Graph Data Handle

Data Handling of Graphs

Graph data typically includes node connectivity and features. In rLLM, a simple graph data instance is defined by rllm.data.GraphData . It generally contains the following information:

  • data.x: Node feature matrix, shape: [num_nodes, feature_dims]

  • data.adj: Adjacency matrix representing graph structure, shape: [num_nodes, num_nodes]

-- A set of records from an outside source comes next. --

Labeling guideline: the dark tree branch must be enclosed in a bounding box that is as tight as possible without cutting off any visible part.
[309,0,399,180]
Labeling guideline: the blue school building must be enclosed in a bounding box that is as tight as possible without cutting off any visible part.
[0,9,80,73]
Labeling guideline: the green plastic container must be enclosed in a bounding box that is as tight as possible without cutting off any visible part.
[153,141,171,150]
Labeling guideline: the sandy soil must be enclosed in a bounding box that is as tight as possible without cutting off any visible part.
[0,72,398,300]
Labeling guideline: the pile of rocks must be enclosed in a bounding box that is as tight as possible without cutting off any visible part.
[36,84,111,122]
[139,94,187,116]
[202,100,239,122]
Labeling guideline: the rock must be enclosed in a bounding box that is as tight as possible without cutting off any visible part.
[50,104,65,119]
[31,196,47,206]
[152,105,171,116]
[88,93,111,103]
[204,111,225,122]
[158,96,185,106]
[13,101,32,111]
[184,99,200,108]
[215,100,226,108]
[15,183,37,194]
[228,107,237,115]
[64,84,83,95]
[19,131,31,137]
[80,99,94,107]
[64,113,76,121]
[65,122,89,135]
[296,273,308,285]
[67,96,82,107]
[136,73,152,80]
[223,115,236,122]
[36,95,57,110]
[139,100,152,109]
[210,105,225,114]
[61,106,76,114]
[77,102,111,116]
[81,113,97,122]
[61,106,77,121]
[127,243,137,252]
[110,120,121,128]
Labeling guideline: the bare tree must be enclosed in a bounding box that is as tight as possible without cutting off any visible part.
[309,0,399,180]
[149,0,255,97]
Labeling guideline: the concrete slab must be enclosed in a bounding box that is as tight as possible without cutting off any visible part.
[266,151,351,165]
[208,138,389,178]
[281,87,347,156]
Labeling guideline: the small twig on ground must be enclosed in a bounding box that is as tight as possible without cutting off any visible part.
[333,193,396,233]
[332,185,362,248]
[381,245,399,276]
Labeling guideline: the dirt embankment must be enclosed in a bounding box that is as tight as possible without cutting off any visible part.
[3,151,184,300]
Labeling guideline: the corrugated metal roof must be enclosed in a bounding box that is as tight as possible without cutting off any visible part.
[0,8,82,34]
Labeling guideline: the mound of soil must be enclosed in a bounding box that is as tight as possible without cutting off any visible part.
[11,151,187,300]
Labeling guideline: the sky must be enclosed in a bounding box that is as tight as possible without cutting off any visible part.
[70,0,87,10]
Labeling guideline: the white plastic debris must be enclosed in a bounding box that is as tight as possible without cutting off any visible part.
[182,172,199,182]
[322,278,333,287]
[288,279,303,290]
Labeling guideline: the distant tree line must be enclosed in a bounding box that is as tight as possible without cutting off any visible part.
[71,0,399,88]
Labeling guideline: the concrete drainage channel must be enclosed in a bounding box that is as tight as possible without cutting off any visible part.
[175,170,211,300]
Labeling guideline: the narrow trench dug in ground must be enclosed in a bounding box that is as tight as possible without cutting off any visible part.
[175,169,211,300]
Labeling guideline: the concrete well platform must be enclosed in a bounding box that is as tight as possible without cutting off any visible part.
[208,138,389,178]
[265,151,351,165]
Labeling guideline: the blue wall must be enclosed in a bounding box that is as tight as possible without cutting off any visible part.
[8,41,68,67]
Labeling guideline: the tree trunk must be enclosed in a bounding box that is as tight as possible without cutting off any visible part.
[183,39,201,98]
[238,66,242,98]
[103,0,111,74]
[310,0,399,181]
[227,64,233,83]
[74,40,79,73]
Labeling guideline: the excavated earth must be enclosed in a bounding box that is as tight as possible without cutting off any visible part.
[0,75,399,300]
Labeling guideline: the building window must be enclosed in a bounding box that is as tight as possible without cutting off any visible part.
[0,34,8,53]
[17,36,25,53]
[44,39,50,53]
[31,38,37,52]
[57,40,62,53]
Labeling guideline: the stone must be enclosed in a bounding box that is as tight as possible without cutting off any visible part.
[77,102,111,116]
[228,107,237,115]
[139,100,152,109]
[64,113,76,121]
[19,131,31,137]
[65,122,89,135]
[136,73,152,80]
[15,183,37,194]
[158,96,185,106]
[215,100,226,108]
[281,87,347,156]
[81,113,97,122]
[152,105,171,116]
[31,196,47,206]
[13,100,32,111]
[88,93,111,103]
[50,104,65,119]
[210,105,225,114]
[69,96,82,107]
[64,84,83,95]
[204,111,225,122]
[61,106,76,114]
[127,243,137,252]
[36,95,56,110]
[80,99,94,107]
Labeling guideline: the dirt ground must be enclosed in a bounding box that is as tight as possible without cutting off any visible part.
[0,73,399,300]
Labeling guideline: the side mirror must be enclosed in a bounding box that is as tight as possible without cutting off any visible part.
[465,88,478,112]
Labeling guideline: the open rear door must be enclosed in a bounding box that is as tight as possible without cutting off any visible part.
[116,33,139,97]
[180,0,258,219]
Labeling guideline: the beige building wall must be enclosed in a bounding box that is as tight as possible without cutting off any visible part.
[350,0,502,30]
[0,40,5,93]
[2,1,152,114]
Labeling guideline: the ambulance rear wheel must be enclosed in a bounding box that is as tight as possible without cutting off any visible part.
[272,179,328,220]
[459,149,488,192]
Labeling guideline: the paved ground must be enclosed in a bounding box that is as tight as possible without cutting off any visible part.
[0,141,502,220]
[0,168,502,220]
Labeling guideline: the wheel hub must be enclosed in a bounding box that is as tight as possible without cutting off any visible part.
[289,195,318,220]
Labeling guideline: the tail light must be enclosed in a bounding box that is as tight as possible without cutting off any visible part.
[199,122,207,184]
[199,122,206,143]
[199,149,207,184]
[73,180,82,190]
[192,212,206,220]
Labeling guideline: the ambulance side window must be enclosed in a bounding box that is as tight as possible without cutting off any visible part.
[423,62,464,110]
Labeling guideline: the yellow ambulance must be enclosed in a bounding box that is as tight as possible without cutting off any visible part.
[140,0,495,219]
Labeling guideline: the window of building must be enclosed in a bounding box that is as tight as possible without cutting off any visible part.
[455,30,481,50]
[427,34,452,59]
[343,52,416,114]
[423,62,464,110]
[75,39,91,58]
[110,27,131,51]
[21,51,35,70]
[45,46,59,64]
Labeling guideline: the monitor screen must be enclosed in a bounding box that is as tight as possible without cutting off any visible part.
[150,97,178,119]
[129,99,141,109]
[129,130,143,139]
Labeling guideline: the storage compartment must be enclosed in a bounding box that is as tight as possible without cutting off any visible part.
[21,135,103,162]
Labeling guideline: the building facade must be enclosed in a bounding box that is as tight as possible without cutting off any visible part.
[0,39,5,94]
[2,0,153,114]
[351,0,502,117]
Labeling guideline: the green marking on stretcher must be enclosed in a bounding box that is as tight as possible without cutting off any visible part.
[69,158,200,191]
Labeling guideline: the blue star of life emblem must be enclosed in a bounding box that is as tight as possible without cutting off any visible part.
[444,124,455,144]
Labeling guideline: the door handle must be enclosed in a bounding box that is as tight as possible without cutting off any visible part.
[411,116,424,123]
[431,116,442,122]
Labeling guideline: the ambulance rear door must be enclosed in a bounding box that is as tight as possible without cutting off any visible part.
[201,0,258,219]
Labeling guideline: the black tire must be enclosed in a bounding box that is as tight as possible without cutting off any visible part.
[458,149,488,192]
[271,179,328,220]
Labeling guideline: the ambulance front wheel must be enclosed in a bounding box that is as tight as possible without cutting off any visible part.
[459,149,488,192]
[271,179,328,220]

  • data.y: Node labels used for supervised training

An instance for storing graph data can be created as follows:

import torch
from rllm.data import GraphData

x = torch.tensor([[0],[1],[2]]).float()
y = torch.tensor([0, 1, 2]).long()
adj = torch.tensor([[0, 1, 0],
                    [1, 0, 0],
                    [0, 0, 1]])
data = GraphData(x=x, y=y, adj=adj)

The GraphData also provides various convenient functions fro inferring information from graph data and performing operations on it, such as:

data.train_mask = torch.tensor([True, True, False])
print(data.train_mask == data['train_mask'])
>>> True

data['test_mask'] = torch.tensor([False, False, True])
print(data.test_mask == data['test_mask'])
>>> True

print(data.num_nodes)
>>> 3

print(data.num_classes)
>>> 3

# transfer data to device.
data.to('cuda')
data.to('cpu')

Graph Transforms

The Transform module provides a range of methods for modifying and preprocessing graph data features contained in subclasses of BaseGraph, such as GraphData and HeteroGraphData. These methods can be applied explicitly after initialization or implicitly by specifying them as the :obj:transform parameter when loading datasets. Furthermore, the module supports the GraphTransform class, which allows users to chain multiple transformation methods for streamlined usage.

import os.path as osp
import rllm.transforms.graph_transform as GT
from rllm.datasets.planetoid import PlanetoidDataset

transform = GT.GraphTransform([
    GT.NormalizeFeatures('l2'), # Normalize node features
    GT.GCNNorm() # add self-loops and row-normalize adjacency
])

path = osp.join(osp.dirname(osp.realpath(__file__)), '..', 'data')
dataset = PlanetoidDataset(path, args.dataset, transform=transform)